Why is there a double standard? Why is anger expressed in loud words and animated arm motions permissible behavior, when a sniffle and the dab of a Kleenex are not? Which emotional response is more disruptive to company culture? And if a woman were to get angry instead of expressing emotion by way of tears, would her angry response be viewed as the more acceptable or favorable reaction?
Nope, not according to a study conducted by two Northwestern business students. The business students had actors pretend to apply for jobs in the presence of the study participants. Some of the actors displayed anger, some sadness during their fake application process. The study participants then awarded salaries and job titles to the actors. Not only were the female actors judged to be worse employees when they expressed anger or sadness, but the angry male actors were actually judged to be better hires than both non-angry women and men.

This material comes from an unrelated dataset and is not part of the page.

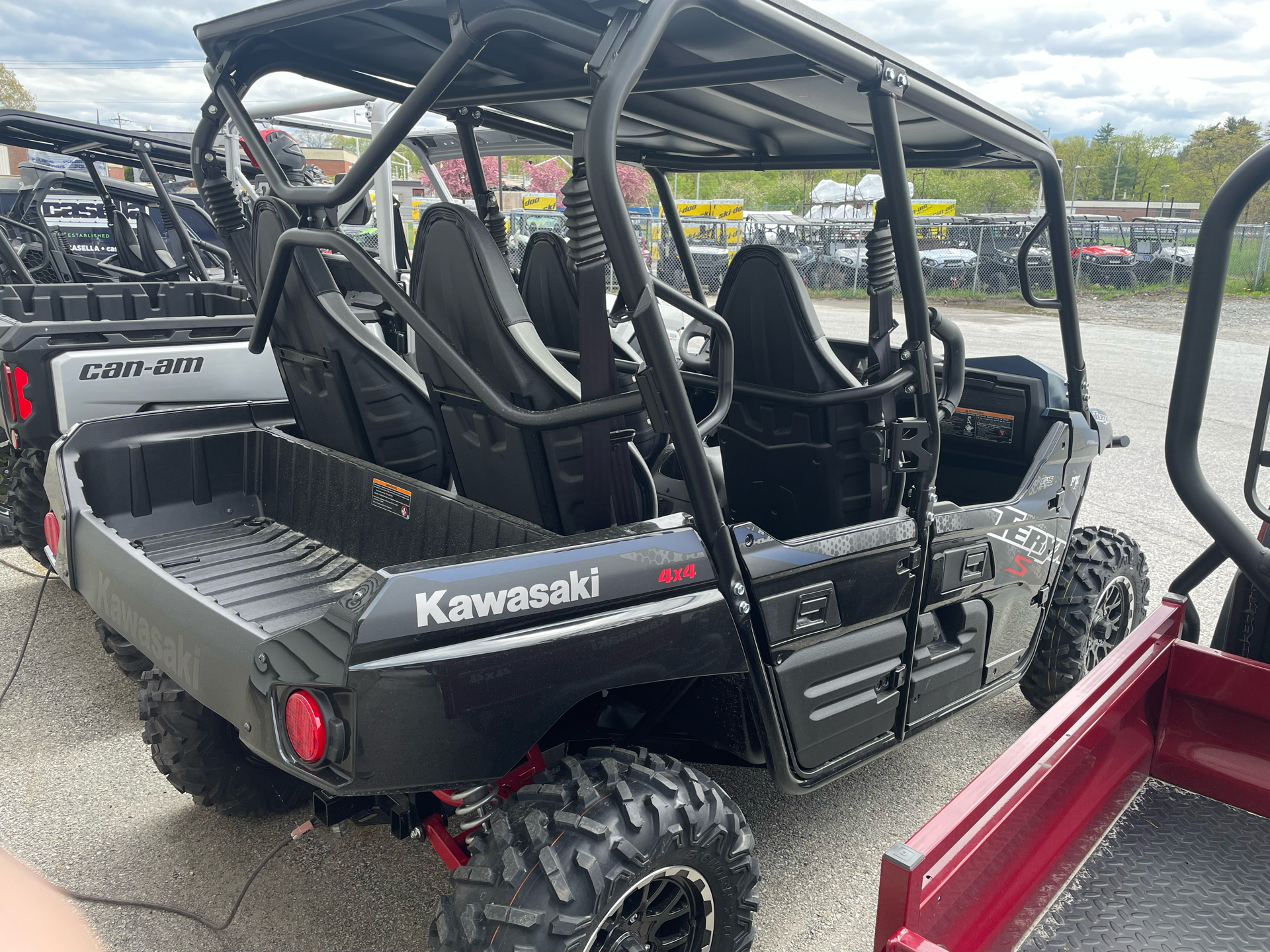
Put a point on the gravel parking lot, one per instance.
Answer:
(81, 803)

A human element to business
I am not suggesting that breaking down frequently, or stomping around the office is appropriate office behavior for anyone. I wouldn’t want to work for any place where seeing someone bawling their eyes out or ranting is common. But I do believe that there is a very human element to business, and you are bound to show that side of yourself at the place you spend a very large chunk of your time. And furthermore, it is unfair to judge women apart from men based on emotional response. We are wired differently. We are going to respond differently. But that doesn’t mean we should be treated as such in the work place.